Muitos apostam que o foguete Starship da SpaceX resolverá essa questão. A nave realiza seu décimo segundo voo teste neste fim de semana, mas só estará disponível para o mercado geral daqui a alguns anos, por conta do uso prioritário de lançamentos de satélites da própria SpaceX. A Blue Origin enfrenta problemas semelhantes com seu foguete New Glenn, que ainda não entregou satélites em voos recentes.
Portanto, projetos de data centers espaciais avançam de forma cautelosa, com planos de operação apenas na metade da década de 2030, como o Google Suncatcher, ou atuando inicialmente em processamento de borda para sensores espaciais, como o Starcloud.
Uma solução ousada e ao mesmo tempo arriscada
De acordo com a informação divulgada pela TechCrunch, a empresa Cowboy Space Corporation decidiu criar seu próprio programa de foguetes para superar o gargalo. O CEO Baiju Bhatt estima o primeiro lançamento até 2028. A startup captou uma rodada série B de US$ 275 milhões, valorizando a empresa em US$ 2 bilhões, com aporte de investidores como Index Ventures, Breakthrough Energy Ventures e SAIC.
Baiju Bhatt, cofundador da Robinhood, lançou a empresa em 2024 inicialmente com o nome Aetherflux, focada em coletar energia solar no espaço para enviar para a Terra. Com o tempo, a ideia migrada para usar essa energia diretamente em data centers orbitais, o que levou ao desenvolvimento da própria frota espacial. Bhatt encontrou falta de capacidade nos lançadores existentes e viu que essa escassez inviabilizava uma expansão justa e econômica.
Projetos espaciais enfrentam poucos concorrentes ativos e desafios técnicos
Apesar da lógica em desenvolver foguetes internamente, essa opção é complexa. Atualmente, poucas empresas privadas no Ocidente possuem lançamentos comerciais consistentes, como SpaceX, Rocket Lab e Arianespace. Blue Origin e United Launch Alliance ainda enfrentam atrasos. Startups como Stoke Space e Firefly Aerospace batalham para concluir seus sistemas.

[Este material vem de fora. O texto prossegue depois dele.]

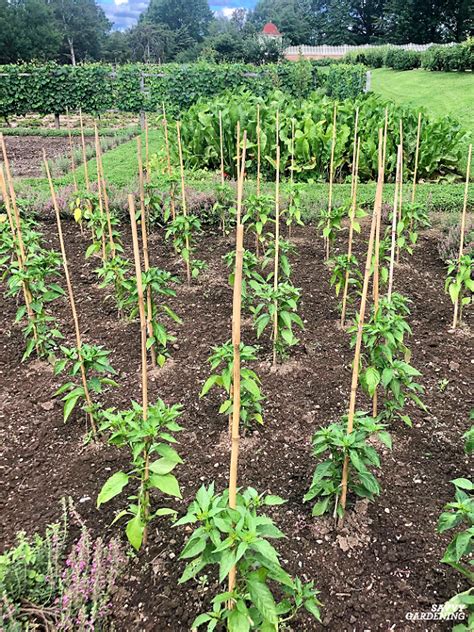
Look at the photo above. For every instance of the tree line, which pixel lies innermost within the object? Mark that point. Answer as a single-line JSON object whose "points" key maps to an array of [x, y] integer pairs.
{"points": [[69, 31]]}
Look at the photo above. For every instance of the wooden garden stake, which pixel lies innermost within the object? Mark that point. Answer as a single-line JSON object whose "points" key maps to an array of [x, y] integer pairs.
{"points": [[71, 150], [84, 155], [221, 146], [168, 158], [463, 229], [143, 335], [72, 302], [236, 314], [417, 155], [355, 176], [331, 177], [146, 256], [360, 325], [277, 239], [183, 199], [394, 222], [259, 148]]}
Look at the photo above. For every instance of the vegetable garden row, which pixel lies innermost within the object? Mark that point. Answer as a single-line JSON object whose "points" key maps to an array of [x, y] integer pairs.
{"points": [[227, 532]]}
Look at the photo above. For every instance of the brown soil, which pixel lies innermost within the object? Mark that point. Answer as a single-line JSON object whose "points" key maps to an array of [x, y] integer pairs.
{"points": [[381, 566], [26, 152]]}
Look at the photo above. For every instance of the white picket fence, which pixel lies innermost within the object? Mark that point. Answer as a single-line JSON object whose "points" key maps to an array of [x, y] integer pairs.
{"points": [[339, 51]]}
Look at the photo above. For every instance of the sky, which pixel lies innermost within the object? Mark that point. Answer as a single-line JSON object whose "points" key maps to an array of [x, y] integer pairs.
{"points": [[124, 13]]}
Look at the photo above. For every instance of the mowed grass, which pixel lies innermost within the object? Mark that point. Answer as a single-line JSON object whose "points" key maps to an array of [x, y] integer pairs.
{"points": [[440, 93]]}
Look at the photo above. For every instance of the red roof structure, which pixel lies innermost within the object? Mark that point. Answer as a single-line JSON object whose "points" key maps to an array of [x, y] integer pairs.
{"points": [[271, 29]]}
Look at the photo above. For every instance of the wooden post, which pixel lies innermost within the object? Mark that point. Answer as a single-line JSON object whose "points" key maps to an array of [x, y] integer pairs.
{"points": [[355, 176], [394, 222], [235, 444], [168, 157], [221, 145], [360, 325], [417, 153], [183, 199], [84, 155], [71, 150], [143, 337], [331, 177], [259, 148], [146, 257], [463, 229], [277, 239], [72, 302]]}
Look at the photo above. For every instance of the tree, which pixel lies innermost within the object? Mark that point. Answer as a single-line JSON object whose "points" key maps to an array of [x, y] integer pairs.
{"points": [[177, 15], [84, 27]]}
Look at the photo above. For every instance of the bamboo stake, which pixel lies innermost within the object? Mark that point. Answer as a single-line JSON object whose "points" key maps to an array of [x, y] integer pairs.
{"points": [[236, 315], [360, 325], [277, 239], [394, 222], [71, 150], [72, 302], [168, 158], [221, 145], [259, 148], [355, 177], [99, 189], [146, 257], [331, 176], [143, 335], [417, 153], [84, 155], [183, 198], [463, 228]]}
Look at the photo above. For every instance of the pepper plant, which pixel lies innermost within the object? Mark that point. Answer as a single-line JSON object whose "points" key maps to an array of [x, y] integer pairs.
{"points": [[225, 538], [251, 397], [145, 437], [183, 230], [97, 367], [335, 443]]}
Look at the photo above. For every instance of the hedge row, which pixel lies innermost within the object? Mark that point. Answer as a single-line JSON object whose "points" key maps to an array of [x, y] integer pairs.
{"points": [[459, 57], [52, 89]]}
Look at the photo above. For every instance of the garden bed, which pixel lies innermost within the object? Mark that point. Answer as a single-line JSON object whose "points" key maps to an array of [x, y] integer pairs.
{"points": [[381, 566]]}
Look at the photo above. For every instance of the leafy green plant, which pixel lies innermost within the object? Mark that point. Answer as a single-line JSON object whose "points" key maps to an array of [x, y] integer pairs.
{"points": [[240, 538], [285, 301], [183, 230], [145, 436], [95, 360], [384, 360], [251, 397], [337, 444], [459, 283]]}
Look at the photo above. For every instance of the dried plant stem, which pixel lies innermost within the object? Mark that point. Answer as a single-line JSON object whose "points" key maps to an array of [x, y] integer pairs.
{"points": [[183, 199], [331, 177], [84, 155], [277, 240], [168, 159], [360, 325], [146, 256], [71, 151], [355, 176], [463, 230], [394, 223], [72, 302], [143, 337]]}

A Cowboy Space entrará em competição direta com gigantes como SpaceX e Blue Origin, dois dos grupos mais avançados e com maiores investimentos. Para Bhatt, porém, o mercado é vasto e deve acomodar múltiplos atores. Ele aposta no crescimento da demanda por IA e destaca que as opções terrestres para data centers estão ficando limitadas.
Foguete dedicado a data centers orbitais promete inovação
Uma vantagem da Cowboy Space é o foco exclusivo em data centers no espaço, além do design inovador. Seu foguete integrará os próprios centros de dados na segunda etapa da nave, inspirando-se no histórico satélite Explorer 1, que era parte do foguete e levava instrumentos científicos.
Cada satélite deverá ter entre 20 e 25 toneladas, gerando 1 megawatt para alimentar cerca de 800 GPUs a bordo. O foguete será mais potente que o Falcon 9 da SpaceX, mas menor que o Starship, ainda em desenvolvimento. Bhatt também prevê que o estágio inicial será reutilizável futuramente.
Para a missão, a empresa recrutou engenheiros experientes da indústria espacial e planeja fabricar seu próprio motor. Ainda precisa desenvolver instalações para testes, fabricação e lançamentos. O novo nome da empresa reflete a ambição de “alimentar a humanidade a partir da fronteira mais alta”.